The first key contribution is the creation of a segmentation framework to categorize and compare different segmentation algorithms considering segment definitions, data sources, application specific requirements, algorithm mechanics, and validation techniques. This framework provides a structure for considering the factors that must be incorporated when constructing a segmentation and identification algorithm. The framework enables systematic comparison of different segmentation algorithms, provides the means to examine the impact of each algorithm component, and allows for a systematic approach to determine the best algorithm for a given situation.

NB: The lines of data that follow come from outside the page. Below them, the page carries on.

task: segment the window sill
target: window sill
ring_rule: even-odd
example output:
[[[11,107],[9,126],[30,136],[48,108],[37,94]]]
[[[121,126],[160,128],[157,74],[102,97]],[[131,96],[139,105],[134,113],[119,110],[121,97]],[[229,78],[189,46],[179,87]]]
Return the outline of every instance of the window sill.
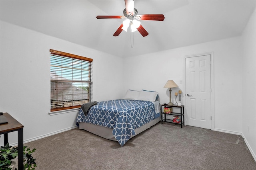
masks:
[[[76,111],[79,111],[80,110],[80,108],[75,108],[74,109],[68,109],[67,110],[59,110],[55,111],[51,111],[49,112],[49,114],[51,115],[58,115],[59,114],[66,113],[68,113],[73,112]]]

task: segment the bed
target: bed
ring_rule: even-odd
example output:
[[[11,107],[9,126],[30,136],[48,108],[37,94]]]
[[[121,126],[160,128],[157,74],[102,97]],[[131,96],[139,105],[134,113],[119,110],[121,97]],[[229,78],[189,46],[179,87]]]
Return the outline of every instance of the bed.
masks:
[[[157,96],[156,92],[128,90],[123,99],[97,102],[85,113],[81,108],[77,125],[80,129],[117,141],[123,146],[160,121]]]

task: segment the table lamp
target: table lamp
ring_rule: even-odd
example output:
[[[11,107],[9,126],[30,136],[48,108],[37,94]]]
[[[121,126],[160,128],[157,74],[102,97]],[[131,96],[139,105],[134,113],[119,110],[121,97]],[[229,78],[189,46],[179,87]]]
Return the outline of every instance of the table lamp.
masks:
[[[168,103],[168,105],[173,105],[173,104],[172,103],[172,96],[171,95],[172,89],[171,89],[171,88],[177,87],[178,86],[172,80],[167,81],[166,84],[165,84],[164,87],[164,88],[170,88],[170,89],[169,89],[169,91],[170,92],[170,102]]]

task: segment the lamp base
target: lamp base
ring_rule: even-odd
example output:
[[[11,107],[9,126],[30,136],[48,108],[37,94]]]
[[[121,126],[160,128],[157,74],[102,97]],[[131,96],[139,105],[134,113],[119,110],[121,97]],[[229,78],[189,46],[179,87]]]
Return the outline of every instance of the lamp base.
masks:
[[[168,105],[173,106],[173,104],[172,103],[172,102],[169,102],[169,103],[168,103]]]

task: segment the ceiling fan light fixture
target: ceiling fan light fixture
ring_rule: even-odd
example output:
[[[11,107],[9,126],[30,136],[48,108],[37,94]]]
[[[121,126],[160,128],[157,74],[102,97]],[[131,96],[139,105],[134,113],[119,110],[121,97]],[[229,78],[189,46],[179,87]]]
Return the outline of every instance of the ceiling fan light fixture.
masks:
[[[127,29],[130,26],[130,20],[128,19],[126,19],[123,21],[123,27],[122,27],[122,29],[124,31],[127,32]]]
[[[137,29],[140,25],[140,22],[137,20],[134,20],[131,22],[131,32],[133,32],[137,31]]]

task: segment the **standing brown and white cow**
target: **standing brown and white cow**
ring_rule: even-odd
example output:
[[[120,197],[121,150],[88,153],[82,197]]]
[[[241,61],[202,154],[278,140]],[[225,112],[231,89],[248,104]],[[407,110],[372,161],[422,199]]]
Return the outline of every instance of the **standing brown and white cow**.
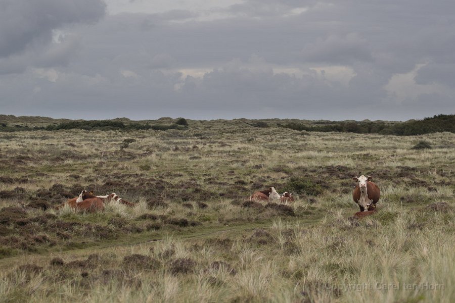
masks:
[[[357,182],[357,186],[352,191],[352,198],[358,205],[360,212],[374,210],[381,194],[379,187],[371,182],[370,176],[362,175],[352,179]]]

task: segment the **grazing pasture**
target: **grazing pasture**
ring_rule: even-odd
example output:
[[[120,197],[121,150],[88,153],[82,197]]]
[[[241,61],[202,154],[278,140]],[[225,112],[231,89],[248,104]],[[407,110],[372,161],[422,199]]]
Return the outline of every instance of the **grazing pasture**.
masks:
[[[0,132],[0,301],[455,299],[453,133],[188,124]],[[293,200],[250,199],[271,187]],[[55,209],[84,189],[132,205]]]

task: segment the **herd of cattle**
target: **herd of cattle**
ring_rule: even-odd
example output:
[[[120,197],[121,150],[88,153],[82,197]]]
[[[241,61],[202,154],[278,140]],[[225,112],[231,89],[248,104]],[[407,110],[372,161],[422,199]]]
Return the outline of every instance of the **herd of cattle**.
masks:
[[[379,200],[380,191],[379,187],[371,181],[371,177],[362,175],[359,177],[354,177],[353,179],[357,182],[357,186],[352,191],[352,198],[360,208],[360,212],[356,213],[357,216],[366,215],[374,212],[376,208],[376,203]],[[265,190],[256,191],[249,198],[252,201],[279,201],[281,204],[287,204],[294,202],[292,193],[285,191],[280,195],[275,187],[269,187]],[[103,196],[94,195],[93,190],[82,190],[79,196],[69,199],[56,208],[60,209],[65,205],[69,206],[76,210],[88,211],[102,211],[106,204],[112,201],[117,201],[128,206],[134,206],[134,204],[128,202],[118,196],[115,193]]]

The second key contribution is the development of an online and accurate motion segmentation algorithm based on a classification framework. The proposed algorithm transforms the segmentation task into a classification problem by modelling the segment edge point directly. Given this formulation, a variety of feature transformation, dimensionality reduction and classifier techniques were investigated on several healthy and patient datasets. With proper normalization, the segmentation algorithm can be trained using healthy participant data and obtain high quality segments on patient data. Inter-participant and inter-primitive variability were assessed on a dataset of 30 healthy participants and 44 rehabilitation participants, demonstrating the generalizability and utility of the proposed approach for rehabilitation settings. The proposed approach achieves a segmentation accuracy of 83-100%.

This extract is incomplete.